Why do you need a reverse proxy? 

In a normal case, you may have one public IP address, and 4 servers behind your firewall.  One is serving mail, one is a database, one is a web server, and the last is a DNS server.  You want all of these servers to share your public IP address, and resolve to names like:
1.    database.yourdomain.com
2.    mail.yourdomain.com
3.    www.yourdomain.com
4.    fullyqualifiedns.yourdomain.com
Another case is when you have several different types of services that you would rather host on the same port rather than fowarding all types of different ports through your firewall/router.  For example, you have a Tomcat web container for your JSP pages, IIS for your ASP pages, and Apache for your PHP pages.  I realize that there are plugins to get IIS to serve all of these documents, but how much fun is that?  Also, I've learned that Apache HTTP is the best PHP webserver on any platform.
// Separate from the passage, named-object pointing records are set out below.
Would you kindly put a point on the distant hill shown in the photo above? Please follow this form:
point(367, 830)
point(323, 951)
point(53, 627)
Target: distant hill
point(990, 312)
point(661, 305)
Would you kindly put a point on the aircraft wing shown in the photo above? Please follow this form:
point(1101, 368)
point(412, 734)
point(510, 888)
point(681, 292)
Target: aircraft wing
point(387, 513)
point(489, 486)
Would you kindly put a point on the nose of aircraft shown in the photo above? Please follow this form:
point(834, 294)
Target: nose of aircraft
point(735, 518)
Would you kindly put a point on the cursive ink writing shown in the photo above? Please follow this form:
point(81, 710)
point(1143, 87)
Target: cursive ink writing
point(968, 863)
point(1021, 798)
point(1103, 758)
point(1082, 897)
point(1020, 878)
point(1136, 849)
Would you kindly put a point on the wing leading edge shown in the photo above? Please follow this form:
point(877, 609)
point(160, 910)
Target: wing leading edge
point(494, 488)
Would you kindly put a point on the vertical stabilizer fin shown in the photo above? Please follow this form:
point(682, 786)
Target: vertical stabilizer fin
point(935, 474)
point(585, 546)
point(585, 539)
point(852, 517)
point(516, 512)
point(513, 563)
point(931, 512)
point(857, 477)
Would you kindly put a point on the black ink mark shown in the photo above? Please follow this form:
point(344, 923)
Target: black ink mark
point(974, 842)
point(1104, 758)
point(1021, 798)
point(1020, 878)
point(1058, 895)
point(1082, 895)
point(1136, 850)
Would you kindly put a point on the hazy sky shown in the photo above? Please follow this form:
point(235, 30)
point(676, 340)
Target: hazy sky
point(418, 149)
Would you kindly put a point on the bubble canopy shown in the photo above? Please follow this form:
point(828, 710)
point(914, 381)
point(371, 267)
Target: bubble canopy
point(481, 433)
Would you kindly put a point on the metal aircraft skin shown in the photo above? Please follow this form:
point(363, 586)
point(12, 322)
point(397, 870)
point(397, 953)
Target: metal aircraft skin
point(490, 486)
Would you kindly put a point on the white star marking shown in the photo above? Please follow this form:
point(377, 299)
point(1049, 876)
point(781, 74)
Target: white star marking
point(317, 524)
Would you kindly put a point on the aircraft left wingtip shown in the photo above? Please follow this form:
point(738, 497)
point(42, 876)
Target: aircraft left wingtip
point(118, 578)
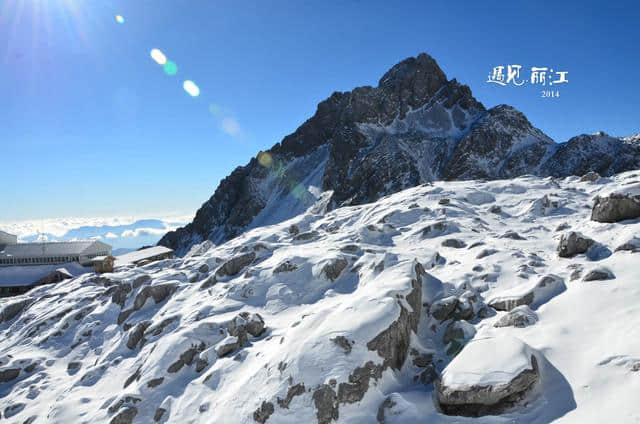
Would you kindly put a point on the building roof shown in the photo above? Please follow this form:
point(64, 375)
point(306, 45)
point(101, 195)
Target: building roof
point(27, 275)
point(63, 248)
point(140, 255)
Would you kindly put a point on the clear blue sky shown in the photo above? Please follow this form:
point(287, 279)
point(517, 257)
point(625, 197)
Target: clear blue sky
point(90, 125)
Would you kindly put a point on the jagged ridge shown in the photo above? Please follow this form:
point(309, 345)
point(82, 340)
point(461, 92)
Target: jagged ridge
point(416, 126)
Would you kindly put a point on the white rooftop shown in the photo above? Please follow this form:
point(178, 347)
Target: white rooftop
point(63, 248)
point(140, 255)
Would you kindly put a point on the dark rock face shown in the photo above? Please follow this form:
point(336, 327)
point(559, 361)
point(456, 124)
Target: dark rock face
point(488, 400)
point(326, 403)
point(416, 126)
point(616, 207)
point(262, 414)
point(599, 274)
point(573, 243)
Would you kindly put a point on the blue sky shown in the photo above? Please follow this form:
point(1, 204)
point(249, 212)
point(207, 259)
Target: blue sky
point(92, 126)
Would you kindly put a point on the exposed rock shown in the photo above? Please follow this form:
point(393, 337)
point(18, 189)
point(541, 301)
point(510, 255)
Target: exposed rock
point(125, 416)
point(286, 266)
point(598, 274)
point(333, 269)
point(590, 176)
point(343, 342)
point(574, 243)
point(186, 358)
point(228, 345)
point(155, 382)
point(521, 316)
point(11, 310)
point(325, 400)
point(262, 414)
point(159, 292)
point(159, 414)
point(254, 323)
point(137, 333)
point(489, 376)
point(443, 308)
point(13, 409)
point(458, 331)
point(354, 390)
point(388, 403)
point(293, 391)
point(617, 206)
point(8, 374)
point(513, 236)
point(393, 343)
point(374, 141)
point(486, 252)
point(533, 295)
point(633, 245)
point(73, 367)
point(235, 265)
point(455, 243)
point(440, 228)
point(309, 235)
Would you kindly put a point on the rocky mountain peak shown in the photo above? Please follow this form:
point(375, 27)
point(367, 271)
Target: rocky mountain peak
point(416, 126)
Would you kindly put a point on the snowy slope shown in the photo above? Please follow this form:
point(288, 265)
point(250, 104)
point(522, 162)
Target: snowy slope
point(415, 126)
point(363, 307)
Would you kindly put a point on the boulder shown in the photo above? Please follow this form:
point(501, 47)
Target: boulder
point(574, 243)
point(590, 177)
point(443, 308)
point(512, 235)
point(286, 266)
point(228, 345)
point(486, 252)
point(617, 206)
point(334, 268)
point(11, 310)
point(520, 316)
point(440, 228)
point(598, 274)
point(487, 377)
point(455, 243)
point(529, 294)
point(234, 265)
point(632, 244)
point(8, 374)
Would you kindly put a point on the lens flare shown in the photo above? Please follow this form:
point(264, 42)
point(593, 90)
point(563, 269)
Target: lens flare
point(158, 57)
point(191, 88)
point(265, 159)
point(170, 68)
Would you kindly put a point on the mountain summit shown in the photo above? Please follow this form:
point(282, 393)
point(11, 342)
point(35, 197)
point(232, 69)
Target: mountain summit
point(416, 126)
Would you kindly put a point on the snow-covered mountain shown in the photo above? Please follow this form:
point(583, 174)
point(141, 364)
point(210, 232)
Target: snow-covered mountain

Note: if you are running IIS, you WILL have all kinds of other problems when attempting to install a reverse proxy... especially IIS6.  You may have to disable Windows' socket pooling.http://support.microsoft.com/kb/813368 and http://support.microsoft.com/kb/238131 

A reverse proxy will make this possible.  You can have one public IP address and several(multiple) internal IP addresses(hosts) and have them all available on the internet. {Forgive the redundancy of the previous sentence... I needed to use some words that would make this page easy to find in a search engine as most people looking for this solution would not know to type "reverse proxy."} The solution I have played with is Apache's HTTP server which can be configured as a reverse proxy.